I am seeing pretty poor performance with some code which moves data from one datastore to a SQL database.
Currently I manage to process about 200 messages / second.
I initially wrote this utility in Python. I then re-wrote it in Rust. Initially, I thought that part of the reason for the poor performance was due to Python. (The code does a bunch of other potentially expensive calculations which might have been significantly faster in a compiled language such as Rust, rather than Python which has overhead when working with Python objects. It turns out this was not the bottleneck.)
It is a bit tricky to give a useful MWE for this. Let me present something, then the nuances can be discussed later.
use sqlx;
use chrono;
use futures;
fn main() -> Result<(), ()> {
println!("connecting to Postgres...");
let pool =
futures::executor::block_on(
sqlx::postgres::PgPoolOptions::new()
.max_connections(5)
.connect("postgresql://postgres:[email protected]/postgres")
).expect("failed to connect to Postgres");
println!("connected to Postgres");
let html_data = "<div>some long string read from file, ideally a few kb in size</div>";
let datetime_start = chrono::offset::Utc::now();
// insert html_data row
let query_result =
sqlx::query(
"insert into html_data (html_data) values ($1)"
)
.bind(html_data)
.fetch_optional(&pool);
let _optional_row = futures::executor::block_on(query_result).expect("block_on failed");
let datetime_stop = chrono::offset::Utc::now();
let duration = datetime_stop - datetime_start;
let duration = 1.0e+3 * duration.num_seconds() as f64 + 1.0e-9 * duration.subsec_nanos() as f64;
println!("insert html_data: {duration} ms");
Ok(())
}
What this code does is simple:
- It establishes a connection to a Postgres database
- It inserts a row into a table
- The table has two columns, the primary key id column and
html_data
, which is of typevarchar
- The database operations are all synchronous.

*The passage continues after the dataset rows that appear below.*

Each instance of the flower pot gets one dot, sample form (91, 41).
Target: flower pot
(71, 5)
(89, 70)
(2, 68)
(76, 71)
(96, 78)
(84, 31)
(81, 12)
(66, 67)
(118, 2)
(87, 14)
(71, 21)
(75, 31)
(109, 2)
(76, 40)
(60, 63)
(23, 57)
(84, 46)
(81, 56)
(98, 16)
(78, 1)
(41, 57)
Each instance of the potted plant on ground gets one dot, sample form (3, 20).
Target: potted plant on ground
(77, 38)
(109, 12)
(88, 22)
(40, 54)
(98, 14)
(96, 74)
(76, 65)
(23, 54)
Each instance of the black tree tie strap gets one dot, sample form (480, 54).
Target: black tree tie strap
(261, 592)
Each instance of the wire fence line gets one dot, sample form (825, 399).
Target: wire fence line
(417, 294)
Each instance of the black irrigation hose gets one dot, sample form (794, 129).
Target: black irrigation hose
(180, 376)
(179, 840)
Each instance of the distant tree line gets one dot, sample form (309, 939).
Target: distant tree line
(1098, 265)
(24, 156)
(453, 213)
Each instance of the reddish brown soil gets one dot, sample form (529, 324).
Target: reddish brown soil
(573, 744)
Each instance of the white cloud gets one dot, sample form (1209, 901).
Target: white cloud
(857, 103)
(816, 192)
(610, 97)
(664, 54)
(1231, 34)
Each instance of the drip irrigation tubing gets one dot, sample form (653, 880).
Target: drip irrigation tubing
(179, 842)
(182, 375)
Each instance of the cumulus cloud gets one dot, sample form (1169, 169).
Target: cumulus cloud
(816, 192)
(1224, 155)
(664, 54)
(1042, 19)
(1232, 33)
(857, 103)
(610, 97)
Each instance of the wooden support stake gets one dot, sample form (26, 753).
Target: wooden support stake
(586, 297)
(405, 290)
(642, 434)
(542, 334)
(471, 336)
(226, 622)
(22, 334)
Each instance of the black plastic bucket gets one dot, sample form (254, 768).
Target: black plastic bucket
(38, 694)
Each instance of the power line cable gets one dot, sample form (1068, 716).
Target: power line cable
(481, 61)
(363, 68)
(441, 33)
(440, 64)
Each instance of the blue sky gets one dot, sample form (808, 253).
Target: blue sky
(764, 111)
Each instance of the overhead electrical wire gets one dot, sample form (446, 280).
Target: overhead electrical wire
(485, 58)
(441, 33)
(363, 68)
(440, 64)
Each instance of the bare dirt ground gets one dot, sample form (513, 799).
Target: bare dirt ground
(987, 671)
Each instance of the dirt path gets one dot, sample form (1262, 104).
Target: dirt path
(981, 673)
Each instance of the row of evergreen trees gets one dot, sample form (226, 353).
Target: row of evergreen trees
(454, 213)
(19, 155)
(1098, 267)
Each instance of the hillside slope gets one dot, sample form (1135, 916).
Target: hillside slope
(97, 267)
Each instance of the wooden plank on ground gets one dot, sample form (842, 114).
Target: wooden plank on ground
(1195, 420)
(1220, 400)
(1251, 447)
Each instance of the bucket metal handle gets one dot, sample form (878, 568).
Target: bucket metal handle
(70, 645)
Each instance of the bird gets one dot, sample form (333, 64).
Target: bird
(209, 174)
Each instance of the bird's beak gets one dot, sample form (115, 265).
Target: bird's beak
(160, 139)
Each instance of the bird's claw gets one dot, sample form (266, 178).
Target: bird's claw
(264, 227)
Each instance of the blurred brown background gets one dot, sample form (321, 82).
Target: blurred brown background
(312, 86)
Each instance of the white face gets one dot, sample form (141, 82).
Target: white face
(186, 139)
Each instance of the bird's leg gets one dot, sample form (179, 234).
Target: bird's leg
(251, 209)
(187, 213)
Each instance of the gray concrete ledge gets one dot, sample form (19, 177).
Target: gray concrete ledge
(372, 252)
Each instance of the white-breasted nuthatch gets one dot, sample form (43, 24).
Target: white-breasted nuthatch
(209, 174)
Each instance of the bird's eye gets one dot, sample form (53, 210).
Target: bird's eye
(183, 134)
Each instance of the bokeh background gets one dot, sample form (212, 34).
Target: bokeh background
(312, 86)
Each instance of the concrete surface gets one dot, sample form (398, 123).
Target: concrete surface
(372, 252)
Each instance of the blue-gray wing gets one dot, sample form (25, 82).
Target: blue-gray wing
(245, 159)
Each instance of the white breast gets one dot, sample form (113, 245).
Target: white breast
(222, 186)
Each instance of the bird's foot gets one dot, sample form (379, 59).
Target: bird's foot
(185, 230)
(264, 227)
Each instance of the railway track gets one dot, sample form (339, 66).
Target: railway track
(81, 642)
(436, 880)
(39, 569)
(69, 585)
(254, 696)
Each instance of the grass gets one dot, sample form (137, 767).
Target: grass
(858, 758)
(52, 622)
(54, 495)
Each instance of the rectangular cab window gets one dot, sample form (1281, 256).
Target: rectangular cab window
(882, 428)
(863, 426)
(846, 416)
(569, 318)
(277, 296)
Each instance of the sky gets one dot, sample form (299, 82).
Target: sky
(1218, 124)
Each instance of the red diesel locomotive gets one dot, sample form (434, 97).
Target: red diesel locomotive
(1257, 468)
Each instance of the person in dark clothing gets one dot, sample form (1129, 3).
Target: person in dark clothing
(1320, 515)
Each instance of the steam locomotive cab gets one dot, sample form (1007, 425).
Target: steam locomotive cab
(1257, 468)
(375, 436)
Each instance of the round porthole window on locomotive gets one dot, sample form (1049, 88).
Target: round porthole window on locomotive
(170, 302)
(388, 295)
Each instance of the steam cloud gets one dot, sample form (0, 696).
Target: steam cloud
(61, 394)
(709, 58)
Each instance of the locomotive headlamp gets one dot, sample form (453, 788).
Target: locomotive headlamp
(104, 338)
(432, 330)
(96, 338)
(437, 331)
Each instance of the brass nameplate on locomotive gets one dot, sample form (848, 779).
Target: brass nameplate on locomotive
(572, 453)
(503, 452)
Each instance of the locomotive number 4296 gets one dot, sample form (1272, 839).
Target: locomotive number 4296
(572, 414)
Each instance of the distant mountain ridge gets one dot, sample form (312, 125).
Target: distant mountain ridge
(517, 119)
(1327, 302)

futures::executor::block_on
is used to convert an asynchronous interface into a synchronous one
The round-trip time appears to be in the region of 10 ms, which explains the message processing rate of 100 messages / sec.
Fortunatly, many of the database calls could be made asynchronous. Sometimes I have a branch statement which depends on some data returned by the database, but in many cases I just insert data as this example shows.
To convert this code into something which uses asynchrnous io, my current understanding is that I can do the following:
- Instead of blocking on the completition of the future returned by
sqlx::query ... .fetch_optional()
, I could do something else with that future and block on it later.
The problem is, I don’t know what I should do with it.
The type of query_result
is
impl Future<Output = Result<<Postgres as Database>::QueryResult, Error>>
Perhaps I misunderstand, but I don’t think creating query_result
causes it do to anything.
If I understand correctly, calling executor::block_on
on query_result
will
- start the function running
- this will send a network request to the database
- it will then wait for the database to respond
- finally, the future will have been completed and any return values are returned
executor::block_on
finishes
What I actually want is something more like this:
- start the function running
- send network request to database
- do not wait for a response, return some kind of future which I can block on at a later time
However I am not sure if such a thing is possible.
Basically, my idea is it would be nice to have something like a “fire and forget” request. (Except rather than totally forgetting about it, we can check it completed later.)